A property management company in the Naples area faces a $100K civil suit after alleged fraud, breach of contract and embezzlement.
NAPLES, Fla. – With potentially millions of dollars at risk, Collier and Lee counties community associations have a very vested interest in monitoring their property management companies.
At least 30 condo associations in Collier County are deep into forensic audits after news that their management company, American Property Management Services of Naples, is facing a $100,000 civil suit claiming fraud, breach of contract and embezzlement.
Many believe the fraud is spread far beyond one association, which was left with $10 in an account.
An attorney for some of the Collier County condo and homeowner associations offered suggestions on how communities can protect themselves.

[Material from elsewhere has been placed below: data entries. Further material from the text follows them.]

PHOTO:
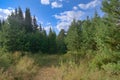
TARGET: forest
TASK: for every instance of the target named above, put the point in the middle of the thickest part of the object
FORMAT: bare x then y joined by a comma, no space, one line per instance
89,50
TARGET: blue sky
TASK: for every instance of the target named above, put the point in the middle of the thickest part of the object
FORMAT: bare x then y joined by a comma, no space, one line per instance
57,14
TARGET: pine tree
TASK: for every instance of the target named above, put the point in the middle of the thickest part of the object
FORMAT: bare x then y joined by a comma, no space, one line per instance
61,46
52,42
35,25
0,25
74,36
112,10
28,21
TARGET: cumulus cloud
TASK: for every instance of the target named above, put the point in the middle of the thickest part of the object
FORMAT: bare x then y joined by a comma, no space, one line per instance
56,5
66,18
5,12
45,2
91,4
75,8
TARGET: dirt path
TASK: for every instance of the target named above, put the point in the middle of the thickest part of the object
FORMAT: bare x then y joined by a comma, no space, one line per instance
46,73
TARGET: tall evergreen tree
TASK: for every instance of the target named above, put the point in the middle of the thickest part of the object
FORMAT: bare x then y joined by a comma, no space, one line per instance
52,42
74,38
61,46
35,25
112,10
0,25
28,21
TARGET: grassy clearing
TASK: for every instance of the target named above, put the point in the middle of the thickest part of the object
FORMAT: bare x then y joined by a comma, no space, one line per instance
15,66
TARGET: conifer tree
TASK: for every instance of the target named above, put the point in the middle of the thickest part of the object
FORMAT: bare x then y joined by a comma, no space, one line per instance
28,21
61,46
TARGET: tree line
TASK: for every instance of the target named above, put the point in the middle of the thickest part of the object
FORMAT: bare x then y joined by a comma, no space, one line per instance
22,33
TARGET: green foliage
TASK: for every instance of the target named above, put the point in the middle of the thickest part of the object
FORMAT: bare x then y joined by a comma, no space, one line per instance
52,42
74,38
61,47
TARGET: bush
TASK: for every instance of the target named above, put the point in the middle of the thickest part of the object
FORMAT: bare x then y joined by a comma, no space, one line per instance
112,68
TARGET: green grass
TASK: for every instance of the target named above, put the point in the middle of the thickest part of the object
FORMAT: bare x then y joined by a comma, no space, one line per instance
14,66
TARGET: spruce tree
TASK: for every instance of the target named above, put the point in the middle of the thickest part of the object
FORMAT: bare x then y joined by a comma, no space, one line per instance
35,25
61,46
28,21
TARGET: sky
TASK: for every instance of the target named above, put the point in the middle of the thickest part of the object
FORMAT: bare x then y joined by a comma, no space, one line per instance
55,14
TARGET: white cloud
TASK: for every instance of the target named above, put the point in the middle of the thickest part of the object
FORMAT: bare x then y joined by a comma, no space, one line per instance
75,8
45,2
5,12
56,5
91,4
66,18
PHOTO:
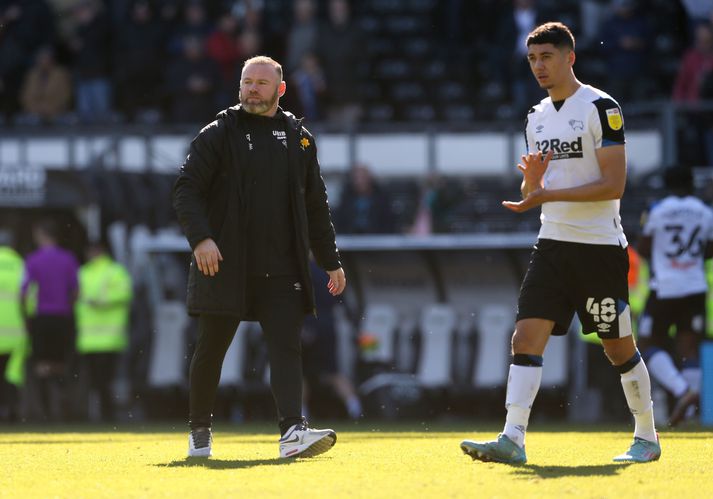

Naples attorney Jason Hamilton Mikes suggests:
- Buy insurance in sufficient amounts to cover all funds that the association has in its various accounts: operating, reserve and investment. Types of insurance would include crimes, cybercrime, employee theft and directors and officers liability insurance. Ask your insurance agent what other coverage might be available.
- It’s OK to trust your management company and the vendors they refer to you, but be sure to have direct relationships with those vendors. Have frequent direct contact with your bankers, accountants, lawyers, insurance agents and others.
- If your association pursues legal action, stay in direct contact with your lawyer. If the association pursues insurance claims, make sure you are in direct contact with your agent and the claim representative and/or adjuster.
- Verify who is authorized to have access to association information, documentation and accounts. Ask that multiple signors be required to withdraw or transfer money, or make changes to accounts, agreements or policies.
- Frequently (once a week at least) check the association’s accounts to ensure all of the money is where it should be and that there are no suspicious debits or credits.
- Don’t allow one person to have online access to bank accounts with the ability to withdraw funds or make transfers.
- Don’t allow debit or credit cards in the name of the association.
- Don’t allow too many years to pass without having your association’s financial records audited by an independent certified public accountant.